In the administrative reforms started in 1892 under Prince Damrong Rajanubhab, the first Thai Minister of the Interior, the three levels of subdivision of provinces were continued, i.e., starting from district to tambon to the lowest level called muban.

===Muban===

The subdistricts are subdivided into administrative villages (muban, หมู่บ้าน) as the lowest administrative subdivision. Usually these are referred to much more often by the village number than the actual name, especially as an administrative village may contain more than one settlement, or a large settlement may be split into more than one administrative village. One of the elected village headmen is elected as the subdistrict headman (Kamnan).
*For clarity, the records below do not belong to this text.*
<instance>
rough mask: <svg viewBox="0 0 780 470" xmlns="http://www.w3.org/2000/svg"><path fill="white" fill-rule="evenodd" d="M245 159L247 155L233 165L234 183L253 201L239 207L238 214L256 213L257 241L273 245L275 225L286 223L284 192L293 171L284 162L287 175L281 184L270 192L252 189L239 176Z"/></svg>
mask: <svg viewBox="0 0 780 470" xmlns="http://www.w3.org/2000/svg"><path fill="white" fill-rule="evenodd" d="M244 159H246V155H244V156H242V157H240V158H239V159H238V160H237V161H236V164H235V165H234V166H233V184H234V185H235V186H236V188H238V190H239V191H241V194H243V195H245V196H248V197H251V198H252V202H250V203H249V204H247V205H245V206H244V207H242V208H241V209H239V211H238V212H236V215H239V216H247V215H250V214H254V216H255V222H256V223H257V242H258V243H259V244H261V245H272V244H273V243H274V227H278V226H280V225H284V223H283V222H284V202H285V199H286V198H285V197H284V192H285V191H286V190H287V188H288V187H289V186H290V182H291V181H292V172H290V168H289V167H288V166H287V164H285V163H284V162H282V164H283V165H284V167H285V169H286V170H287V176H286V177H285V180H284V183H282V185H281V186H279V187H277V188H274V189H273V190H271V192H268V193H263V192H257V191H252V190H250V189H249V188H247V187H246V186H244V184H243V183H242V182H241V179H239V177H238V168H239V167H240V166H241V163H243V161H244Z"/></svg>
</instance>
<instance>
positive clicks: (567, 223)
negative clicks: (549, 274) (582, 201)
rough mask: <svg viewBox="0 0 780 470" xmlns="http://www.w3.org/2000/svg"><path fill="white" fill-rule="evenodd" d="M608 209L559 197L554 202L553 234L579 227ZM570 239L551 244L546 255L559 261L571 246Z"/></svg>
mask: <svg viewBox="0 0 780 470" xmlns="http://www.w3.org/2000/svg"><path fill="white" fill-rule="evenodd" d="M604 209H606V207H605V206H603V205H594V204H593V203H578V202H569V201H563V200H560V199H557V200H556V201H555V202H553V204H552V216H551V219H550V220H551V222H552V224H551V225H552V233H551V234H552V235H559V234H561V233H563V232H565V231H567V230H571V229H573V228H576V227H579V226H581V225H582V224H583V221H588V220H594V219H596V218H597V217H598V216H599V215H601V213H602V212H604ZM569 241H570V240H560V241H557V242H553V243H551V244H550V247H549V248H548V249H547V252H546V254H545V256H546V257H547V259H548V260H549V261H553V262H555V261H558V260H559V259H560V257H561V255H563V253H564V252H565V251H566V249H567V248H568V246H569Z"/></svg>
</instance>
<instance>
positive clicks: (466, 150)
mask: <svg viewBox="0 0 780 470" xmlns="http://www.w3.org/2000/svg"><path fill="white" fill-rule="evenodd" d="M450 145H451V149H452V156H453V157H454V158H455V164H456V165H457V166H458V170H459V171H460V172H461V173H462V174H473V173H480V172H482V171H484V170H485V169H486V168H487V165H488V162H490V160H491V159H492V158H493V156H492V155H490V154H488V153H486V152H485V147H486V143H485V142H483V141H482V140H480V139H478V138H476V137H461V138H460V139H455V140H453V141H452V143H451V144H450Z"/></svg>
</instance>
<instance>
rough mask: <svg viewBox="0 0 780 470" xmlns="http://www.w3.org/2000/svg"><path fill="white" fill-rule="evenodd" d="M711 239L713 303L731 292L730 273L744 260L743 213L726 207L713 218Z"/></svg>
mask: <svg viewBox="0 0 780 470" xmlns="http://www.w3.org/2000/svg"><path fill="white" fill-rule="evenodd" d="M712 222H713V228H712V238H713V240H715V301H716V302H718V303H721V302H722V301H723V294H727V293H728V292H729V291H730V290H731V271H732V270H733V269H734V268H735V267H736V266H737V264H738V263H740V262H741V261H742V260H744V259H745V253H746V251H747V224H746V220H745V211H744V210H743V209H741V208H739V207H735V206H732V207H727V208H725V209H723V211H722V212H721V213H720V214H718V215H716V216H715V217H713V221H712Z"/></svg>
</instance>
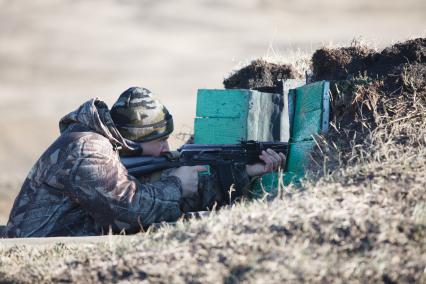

=== Subdistrict (Tambon) administrative organization (SAO/TAO)===
With the Tambon Council and Tambon Administrative Authority Act BE 2537 (1994) and later by the constitution of 1997, tambon were decentralized into local government units with an elected tambon council. Depending on its size and tax income a tambon may either be administered by a Subdistrict (Tambon) Administrative Organization (SAO or TAO, องค์การบริหารส่วนตำบล) or a Tambon Council (TC, สภาตำบล). However, since 2001 all of the Tambon Councils have been upgraded to Tambon Administrative Organizations. The TAO council consist of two representatives from each administrative village in the subdistrict, and one directly elected president. The subdistrict area which belongs to a municipality (thesaban) is administered by the municipal council. In the event only part of the subdistrict is within a municipality, the remaining part is administered by a TAO. Adjoining subdistricts of a single district can also have a joint TAO.

===One Tambon One Product===

In 2001, Thai Prime Minister Thaksin Shinawatra started a project in which every tambon would select a typical, distinctive local product. The project then aids in promoting the product, as well as assisting in modernizing production. Shops selling OTOP products are located in each provincial capital.